Yo conocí a Borges, su literatura, hasta los veinte años. Con asombro comprendí que su canon literario había sido en buena parte el mío, con importantes excepciones y guardando por supuesto todas las distancias que se le deben a un autor de esa magnitud. La relación de Borges con el tigre describe perfectamente mi relación con los antiguos textos que me enamoran, con los jeroglíficos que no puedo leer, con las letras que no comprendo, con los idiomas perdidos, con el amor imposible. El cuento “La escritura del dios”, el libro El oro de los tigres, la palabra “otro” y “otra” tan usada por el genial argentino, los remito a la descripción de esa realidad que no podemos ver, pero que es la fuente de la grandeza del espíritu humano. La podemos llamar con muchos nombres, solamente el mito y la poesía pueden intentar explicarla. Hay un pasaje bellísimo de la Ilíada en que Atenea le quita al guerrero Diomedes la tiniebla de los ojos para que pueda distinguir quién es dios y quién no lo es. Pues si no tuviéramos tiniebla en los ojos, podríamos descifrar la escritura del dios, las rayas del tigre, los dibujos de las llamas, los alfabetos del agua.
El tigre es lo irreductible, lo salvaje, lo inmisericorde, lo bello. El fuego es intensamente bello y quema, el agua es estremecedoramente bella y puede ahogarte, el tigre tiene una insoportable belleza y puede desgarrarte, devorarte. Su peligro es su fuerza. Y por si fuera poco, Borges nos lo dibuja como metáfora del tiempo. El tiempo es el tigre que me devora pero yo soy el tigre, dice. Y abusando de su generosidad de poeta utilizo su expresión para descubrir lo que me ha pasado con ese libro, y lo que me seguirá pasando. Como al héroe Diomedes, por un breve tiempo el ganar ese premio me quitó la tiniebla de los ojos, sufrí días de insomnio de los que perdí la cuenta y tuve una experiencia mística, la llamada “transmutación radical de la experiencia temporal”. He arañado el cielo con ese libro. Pero también he sufrido mucho debido a ese libro y llorado amargas lágrimas provocadas por la incomprensión y la indiferencia, por la desilusión y, en una ocasión, por el uso oficialista que se le dio a ese libro para justificar el proyecto político de una funcionaria de educación pública, desvirtuando toda su esencia y lo peor, con mi autorización, pues no supe reaccionar a tiempo para salvarlo y salvarme. Necesité un año entero para “curarme” de esa traición a mi propio libro.

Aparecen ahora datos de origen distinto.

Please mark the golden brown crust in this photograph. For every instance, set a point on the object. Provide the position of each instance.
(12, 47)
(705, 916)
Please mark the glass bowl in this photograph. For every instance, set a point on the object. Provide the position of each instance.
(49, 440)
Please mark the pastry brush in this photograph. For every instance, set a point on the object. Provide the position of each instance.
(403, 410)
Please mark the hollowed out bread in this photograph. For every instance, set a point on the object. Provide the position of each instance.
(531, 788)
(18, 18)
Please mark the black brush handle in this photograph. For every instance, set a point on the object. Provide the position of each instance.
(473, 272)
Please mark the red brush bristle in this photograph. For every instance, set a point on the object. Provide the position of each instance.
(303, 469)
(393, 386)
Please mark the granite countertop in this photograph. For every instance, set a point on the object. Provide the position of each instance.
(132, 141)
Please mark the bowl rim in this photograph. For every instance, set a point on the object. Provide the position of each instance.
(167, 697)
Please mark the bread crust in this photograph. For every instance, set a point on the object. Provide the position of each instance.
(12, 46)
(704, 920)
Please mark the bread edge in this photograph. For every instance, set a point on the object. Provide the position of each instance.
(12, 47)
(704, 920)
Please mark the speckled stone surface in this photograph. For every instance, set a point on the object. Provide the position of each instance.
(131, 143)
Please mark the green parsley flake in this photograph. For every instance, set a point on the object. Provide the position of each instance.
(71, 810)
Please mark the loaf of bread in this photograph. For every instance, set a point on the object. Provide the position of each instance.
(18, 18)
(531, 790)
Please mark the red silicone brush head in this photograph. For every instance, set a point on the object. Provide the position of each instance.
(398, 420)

Pero es que el fuego quema y el agua ahoga. El tiempo consume. El tigre devora. Por eso los Tigres de la otra noche no pueden ser para mí simplemente literatura, aunque a la Mallarmé, hayan ido a parar a un libro. Un libro ilustrado, además.

A tu juicio, ¿existe una poesía para niños o simplemente una poesía que también pueden leer los niños?


Existe solamente una poesía. Y su definición, que es para mí, la que dio Platón: ese algo liviano, alado y sagrado.

¿Qué tipo de niños crees sintoniza mejor con ese libro?

El niño en el adulto, definitivamente. Hace poco, un amigo de mi esposo, un ingeniero de 60 años, leyó frente a mí los veinte poemas. A la mitad levantó la vista y con unos ojos diferentes a los que tenía antes de comenzar a leer, me dijo: “Me estoy acordando de mi infancia”.
El niño en el adulto es también un niño importante. Un niño muy importante. Un niño real. La infancia es el pozo del ser, ha dicho Gaston Bachelard. Tocar el misterio de la propia infancia es una de las experiencias más intensas y transformadoras que pueda tener un adulto.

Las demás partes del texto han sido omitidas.